This leads directly to another universal influence in all sites – the impact of national and college policy, funding and practice. At one level, this should be potentially reassuring to both managers and policy makers – they can and do make a huge difference. The problem is that, at the current time, many of those differences are damaging learning. The root of the problem lies in two pressures. The first is inadequate financial resourcing and funding that can fluctuate wildly from year to year. It is well known that FE college provision is more poorly funded than either post-16 aged provision in schools or higher education. Salaries are relatively low, and despite this major saving compared to other sectors, there is constant pressure to increase income and reduce costs. The second pressure comes from a deep technicism that is central to almost all policy and management approaches. Teaching is seen as a matter of developing better techniques and applying them. Learning is supposed to be a matter of identifying each student’s learning needs, meeting them within the resource constraints of a large group, and measuring success by a combination of retention rates, formal assessment achievement, and OFSTED/ALI inspection criteria.

Across all of our sites, the tutors struggled to work within this straitjacket. We found none for whom there was no pressure and none who found this regime entirely conducive to good teaching and learning. The compromises were of varying severity and impact. In some sites there was a greater degree of insulation, even when the almost inevitable reorganisation crisis came along. In others, particular changes introduced within this management logic became literally unbearable.
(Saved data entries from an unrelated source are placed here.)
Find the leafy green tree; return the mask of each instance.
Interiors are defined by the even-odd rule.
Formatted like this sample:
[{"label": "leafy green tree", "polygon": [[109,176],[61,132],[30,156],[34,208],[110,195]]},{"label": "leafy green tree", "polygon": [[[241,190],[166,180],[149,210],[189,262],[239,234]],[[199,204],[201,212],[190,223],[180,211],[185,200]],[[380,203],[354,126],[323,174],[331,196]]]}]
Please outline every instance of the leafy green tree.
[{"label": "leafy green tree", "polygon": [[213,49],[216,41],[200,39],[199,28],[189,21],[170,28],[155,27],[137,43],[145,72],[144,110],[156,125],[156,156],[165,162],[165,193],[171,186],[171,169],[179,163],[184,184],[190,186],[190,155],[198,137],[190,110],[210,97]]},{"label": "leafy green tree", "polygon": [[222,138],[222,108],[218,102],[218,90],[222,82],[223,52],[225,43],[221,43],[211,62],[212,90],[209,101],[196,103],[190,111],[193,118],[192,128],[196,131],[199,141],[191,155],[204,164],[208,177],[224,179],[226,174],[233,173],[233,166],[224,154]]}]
The AS French tutor resigned, due to these sorts of pressure, which included the halving of her class contact time in order to make the group financially viable. When we look at all 17 sites over the three years of the project, it is hard to identify major policy or managerial initiatives which have contributed to the improvement of learning in any site. However, we can document numerous examples of such initiatives that have made successful learning less likely. Tutors protect their students from these pressures as far as they can, and this is a major factor in the overwork and stress than many of them display.